Every week brings new challenges. Regulatory standards bump up, customer needs shift, and export logistics place fresh burdens on packaging and documentation. Far from a static commodity, Trisodium Citrate evolves with changing markets. Clean-label claims, regional sodium restrictions, and a push for less processed ingredients mean we constantly adjust both recipe and production process.
Sometimes, our team spends months getting a single batch right for a specialty request. Research staff test solubility curves, check flavor release rates, and see how storage time plays out. We run simulated transit conditions, make shelf-life samples, and only ship when we’re sure the final product will hit performance marks both fresh and months down the line. This has created a feedback loop, where our factory learns as much from customer application as we do from internal lab work.
Broad regulations reach into every aspect of our business. Food safety laws in Asia differ from those in the Americas. Our QA group cross-checks label tolerances, sodium declarations, and even gluten controls for special requests. This intricate dance demands both scientific focus and the kind of hands-on field sense you only earn by staying in manufacturing long-term.
At the end of the line, the value of Trisodium Citrate depends on how well it lets customers solve their challenges. Whether it’s a cheesemaker aiming for fluffier slices, a brewer adjusting tartness, or a cleaning engineer battling hard water, the results rely on details baked in from the start. Taking pride in our role as a true manufacturer, we don’t hand off responsibility at the warehouse gate—we stay connected for the entire journey.
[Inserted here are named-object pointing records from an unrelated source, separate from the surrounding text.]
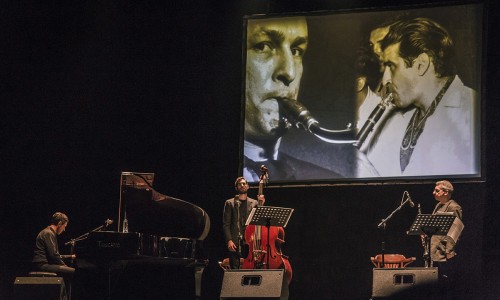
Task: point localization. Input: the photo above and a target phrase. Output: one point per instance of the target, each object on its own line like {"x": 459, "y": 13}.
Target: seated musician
{"x": 236, "y": 211}
{"x": 46, "y": 257}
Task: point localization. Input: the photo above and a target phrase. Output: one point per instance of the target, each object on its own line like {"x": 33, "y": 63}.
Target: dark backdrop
{"x": 93, "y": 88}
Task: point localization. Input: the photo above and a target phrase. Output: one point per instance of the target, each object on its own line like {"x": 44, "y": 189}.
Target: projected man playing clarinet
{"x": 275, "y": 49}
{"x": 434, "y": 129}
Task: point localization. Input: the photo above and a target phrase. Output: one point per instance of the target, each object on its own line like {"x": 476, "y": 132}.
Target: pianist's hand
{"x": 261, "y": 199}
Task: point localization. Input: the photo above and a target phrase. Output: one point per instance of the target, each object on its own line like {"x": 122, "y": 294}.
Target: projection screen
{"x": 363, "y": 95}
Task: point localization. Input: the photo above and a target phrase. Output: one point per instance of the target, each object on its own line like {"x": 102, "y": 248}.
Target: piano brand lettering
{"x": 101, "y": 244}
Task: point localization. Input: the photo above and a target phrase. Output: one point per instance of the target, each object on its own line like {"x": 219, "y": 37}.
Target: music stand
{"x": 430, "y": 225}
{"x": 269, "y": 216}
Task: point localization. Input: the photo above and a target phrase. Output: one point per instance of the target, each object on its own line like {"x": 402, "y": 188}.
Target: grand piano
{"x": 156, "y": 252}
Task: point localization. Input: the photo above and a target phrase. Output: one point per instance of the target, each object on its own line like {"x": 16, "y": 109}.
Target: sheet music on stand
{"x": 269, "y": 216}
{"x": 438, "y": 224}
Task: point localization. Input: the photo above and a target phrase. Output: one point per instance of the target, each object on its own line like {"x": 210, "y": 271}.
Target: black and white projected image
{"x": 364, "y": 96}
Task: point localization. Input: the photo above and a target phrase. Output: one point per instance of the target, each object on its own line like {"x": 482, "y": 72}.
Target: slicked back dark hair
{"x": 422, "y": 35}
{"x": 58, "y": 217}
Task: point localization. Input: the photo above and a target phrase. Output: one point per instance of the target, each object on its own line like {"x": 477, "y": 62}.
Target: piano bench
{"x": 42, "y": 274}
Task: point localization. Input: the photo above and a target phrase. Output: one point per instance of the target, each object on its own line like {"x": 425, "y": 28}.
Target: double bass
{"x": 264, "y": 242}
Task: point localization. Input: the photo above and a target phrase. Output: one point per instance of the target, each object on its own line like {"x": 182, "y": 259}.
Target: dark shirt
{"x": 46, "y": 248}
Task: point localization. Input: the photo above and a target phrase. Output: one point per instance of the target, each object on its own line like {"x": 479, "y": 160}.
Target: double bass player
{"x": 236, "y": 211}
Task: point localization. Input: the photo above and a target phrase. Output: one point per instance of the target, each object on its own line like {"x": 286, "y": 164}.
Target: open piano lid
{"x": 151, "y": 212}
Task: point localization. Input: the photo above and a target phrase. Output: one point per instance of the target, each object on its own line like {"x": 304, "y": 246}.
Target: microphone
{"x": 412, "y": 204}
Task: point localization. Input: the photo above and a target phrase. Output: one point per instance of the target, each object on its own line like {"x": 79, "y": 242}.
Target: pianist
{"x": 46, "y": 257}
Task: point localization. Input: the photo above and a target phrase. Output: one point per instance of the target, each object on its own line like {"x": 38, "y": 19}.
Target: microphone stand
{"x": 72, "y": 242}
{"x": 383, "y": 224}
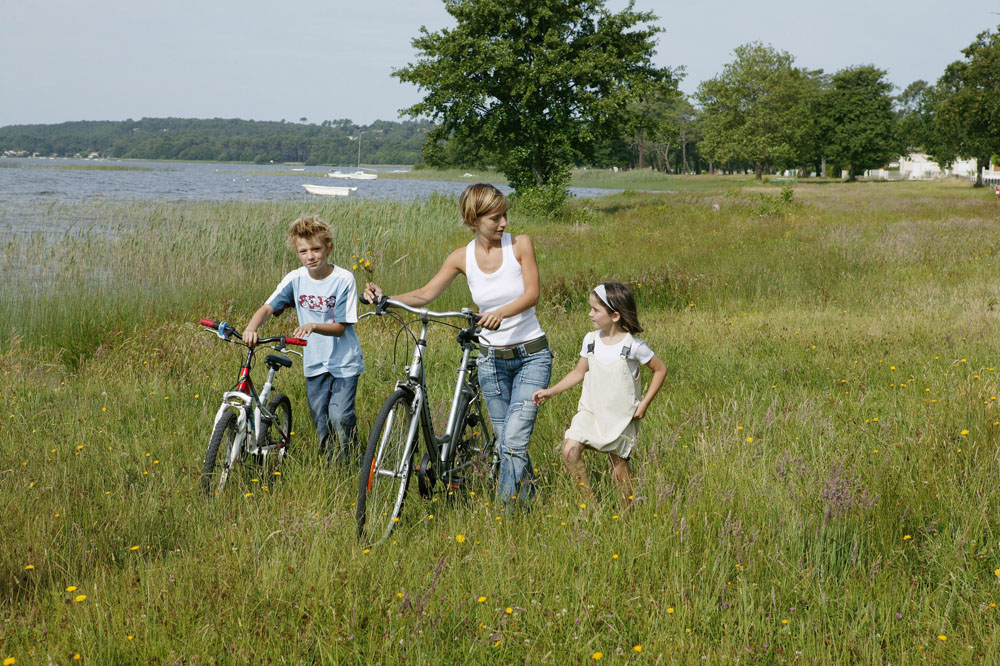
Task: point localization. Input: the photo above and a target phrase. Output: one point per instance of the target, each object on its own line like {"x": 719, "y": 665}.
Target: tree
{"x": 862, "y": 125}
{"x": 967, "y": 105}
{"x": 651, "y": 124}
{"x": 536, "y": 83}
{"x": 916, "y": 125}
{"x": 754, "y": 111}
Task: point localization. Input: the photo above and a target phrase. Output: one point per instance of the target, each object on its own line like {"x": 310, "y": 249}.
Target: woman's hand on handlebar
{"x": 373, "y": 293}
{"x": 490, "y": 320}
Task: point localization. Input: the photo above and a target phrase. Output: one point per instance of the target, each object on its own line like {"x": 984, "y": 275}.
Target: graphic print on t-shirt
{"x": 317, "y": 303}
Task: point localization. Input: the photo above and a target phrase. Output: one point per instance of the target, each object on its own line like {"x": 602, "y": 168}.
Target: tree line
{"x": 332, "y": 142}
{"x": 536, "y": 88}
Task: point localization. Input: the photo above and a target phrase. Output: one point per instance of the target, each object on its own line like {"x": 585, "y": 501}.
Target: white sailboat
{"x": 329, "y": 190}
{"x": 360, "y": 174}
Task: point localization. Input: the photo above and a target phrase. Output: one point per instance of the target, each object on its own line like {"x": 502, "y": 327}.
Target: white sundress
{"x": 604, "y": 420}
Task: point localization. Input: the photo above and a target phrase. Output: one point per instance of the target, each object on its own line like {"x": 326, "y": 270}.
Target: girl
{"x": 610, "y": 408}
{"x": 514, "y": 357}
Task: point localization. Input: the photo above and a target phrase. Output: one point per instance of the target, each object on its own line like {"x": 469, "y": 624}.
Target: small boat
{"x": 329, "y": 190}
{"x": 354, "y": 175}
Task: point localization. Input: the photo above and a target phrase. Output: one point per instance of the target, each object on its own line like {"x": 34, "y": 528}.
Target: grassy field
{"x": 818, "y": 474}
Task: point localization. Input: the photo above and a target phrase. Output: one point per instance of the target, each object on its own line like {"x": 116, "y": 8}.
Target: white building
{"x": 918, "y": 166}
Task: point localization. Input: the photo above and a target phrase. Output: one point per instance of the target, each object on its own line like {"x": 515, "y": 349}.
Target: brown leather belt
{"x": 516, "y": 351}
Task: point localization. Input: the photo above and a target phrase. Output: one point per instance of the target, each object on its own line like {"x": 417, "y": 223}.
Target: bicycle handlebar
{"x": 225, "y": 329}
{"x": 386, "y": 302}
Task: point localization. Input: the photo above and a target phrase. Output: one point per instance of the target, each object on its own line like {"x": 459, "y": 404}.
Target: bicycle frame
{"x": 242, "y": 400}
{"x": 441, "y": 448}
{"x": 249, "y": 406}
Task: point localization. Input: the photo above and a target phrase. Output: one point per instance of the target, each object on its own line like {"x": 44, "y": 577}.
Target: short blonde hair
{"x": 310, "y": 227}
{"x": 478, "y": 200}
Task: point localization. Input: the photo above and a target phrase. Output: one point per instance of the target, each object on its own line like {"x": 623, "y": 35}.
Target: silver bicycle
{"x": 463, "y": 456}
{"x": 244, "y": 428}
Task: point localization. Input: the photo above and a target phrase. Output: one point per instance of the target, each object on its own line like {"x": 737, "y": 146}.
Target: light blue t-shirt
{"x": 334, "y": 299}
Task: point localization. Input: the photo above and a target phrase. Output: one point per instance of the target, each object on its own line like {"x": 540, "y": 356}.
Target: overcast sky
{"x": 66, "y": 60}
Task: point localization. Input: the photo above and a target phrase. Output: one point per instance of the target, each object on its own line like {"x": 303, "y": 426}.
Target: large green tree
{"x": 755, "y": 110}
{"x": 536, "y": 82}
{"x": 967, "y": 105}
{"x": 863, "y": 132}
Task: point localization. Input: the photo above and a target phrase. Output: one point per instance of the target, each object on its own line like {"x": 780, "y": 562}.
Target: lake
{"x": 29, "y": 188}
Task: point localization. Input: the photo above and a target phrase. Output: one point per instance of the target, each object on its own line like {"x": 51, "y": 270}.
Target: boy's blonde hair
{"x": 478, "y": 200}
{"x": 309, "y": 227}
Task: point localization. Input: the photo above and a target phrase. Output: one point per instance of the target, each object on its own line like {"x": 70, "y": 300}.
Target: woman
{"x": 514, "y": 359}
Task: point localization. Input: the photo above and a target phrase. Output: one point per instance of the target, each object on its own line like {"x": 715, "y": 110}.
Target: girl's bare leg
{"x": 619, "y": 472}
{"x": 573, "y": 459}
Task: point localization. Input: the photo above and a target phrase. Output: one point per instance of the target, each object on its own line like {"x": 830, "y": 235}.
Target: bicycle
{"x": 465, "y": 451}
{"x": 243, "y": 427}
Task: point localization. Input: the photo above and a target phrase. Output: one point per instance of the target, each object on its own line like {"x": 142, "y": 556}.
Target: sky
{"x": 63, "y": 60}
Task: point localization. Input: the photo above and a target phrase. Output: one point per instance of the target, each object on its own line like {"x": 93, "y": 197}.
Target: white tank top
{"x": 503, "y": 286}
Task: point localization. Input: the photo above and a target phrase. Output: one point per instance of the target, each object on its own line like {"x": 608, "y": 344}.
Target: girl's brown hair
{"x": 621, "y": 301}
{"x": 309, "y": 227}
{"x": 478, "y": 200}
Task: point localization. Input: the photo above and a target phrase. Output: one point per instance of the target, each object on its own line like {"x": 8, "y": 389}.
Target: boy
{"x": 325, "y": 299}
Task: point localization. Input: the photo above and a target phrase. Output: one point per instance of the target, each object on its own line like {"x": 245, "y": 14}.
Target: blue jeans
{"x": 331, "y": 404}
{"x": 508, "y": 385}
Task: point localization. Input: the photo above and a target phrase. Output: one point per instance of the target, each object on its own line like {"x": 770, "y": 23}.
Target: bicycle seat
{"x": 274, "y": 360}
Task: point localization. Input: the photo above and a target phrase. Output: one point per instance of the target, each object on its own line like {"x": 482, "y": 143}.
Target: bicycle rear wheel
{"x": 385, "y": 468}
{"x": 216, "y": 470}
{"x": 476, "y": 462}
{"x": 275, "y": 436}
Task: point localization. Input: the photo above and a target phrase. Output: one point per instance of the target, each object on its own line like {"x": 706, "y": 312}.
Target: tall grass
{"x": 818, "y": 475}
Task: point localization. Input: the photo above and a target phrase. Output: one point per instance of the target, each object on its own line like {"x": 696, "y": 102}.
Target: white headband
{"x": 602, "y": 294}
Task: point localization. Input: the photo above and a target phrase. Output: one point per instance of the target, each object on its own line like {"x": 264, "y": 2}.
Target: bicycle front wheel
{"x": 385, "y": 468}
{"x": 216, "y": 470}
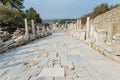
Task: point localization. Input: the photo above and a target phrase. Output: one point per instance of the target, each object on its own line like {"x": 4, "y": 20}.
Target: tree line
{"x": 100, "y": 9}
{"x": 12, "y": 13}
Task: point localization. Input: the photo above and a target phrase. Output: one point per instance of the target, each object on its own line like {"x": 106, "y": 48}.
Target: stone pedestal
{"x": 92, "y": 30}
{"x": 100, "y": 37}
{"x": 33, "y": 27}
{"x": 26, "y": 29}
{"x": 38, "y": 31}
{"x": 88, "y": 28}
{"x": 1, "y": 41}
{"x": 110, "y": 33}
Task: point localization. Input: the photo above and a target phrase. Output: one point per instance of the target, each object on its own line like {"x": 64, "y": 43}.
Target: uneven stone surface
{"x": 65, "y": 57}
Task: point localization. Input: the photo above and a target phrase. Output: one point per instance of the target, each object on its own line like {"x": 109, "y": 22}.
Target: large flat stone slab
{"x": 52, "y": 72}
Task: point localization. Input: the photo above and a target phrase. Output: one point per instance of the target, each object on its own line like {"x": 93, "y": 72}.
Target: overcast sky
{"x": 50, "y": 9}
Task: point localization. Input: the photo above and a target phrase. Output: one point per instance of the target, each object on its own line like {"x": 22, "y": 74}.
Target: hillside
{"x": 103, "y": 20}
We keep investing in better process monitoring, expanded trace analysis, and staff skills. Regular feedback pulls us back to the drawing board. New regulations or shifts in public perception push us to adapt faster. Through all the bumps, our factory’s commitment holds firm—quality you can see, support you can reach, and experience you can trust.
Clear, reliable Trisodium Citrate comes from conscious oversight each step of the way. We find satisfaction in seeing our product at work—on store shelves, in family kitchens, or on industrial plant floors. Customers who work with us get more than a product: they find a partner with roots in hands-on chemical manufacturing and eyes set on the next round of challenges.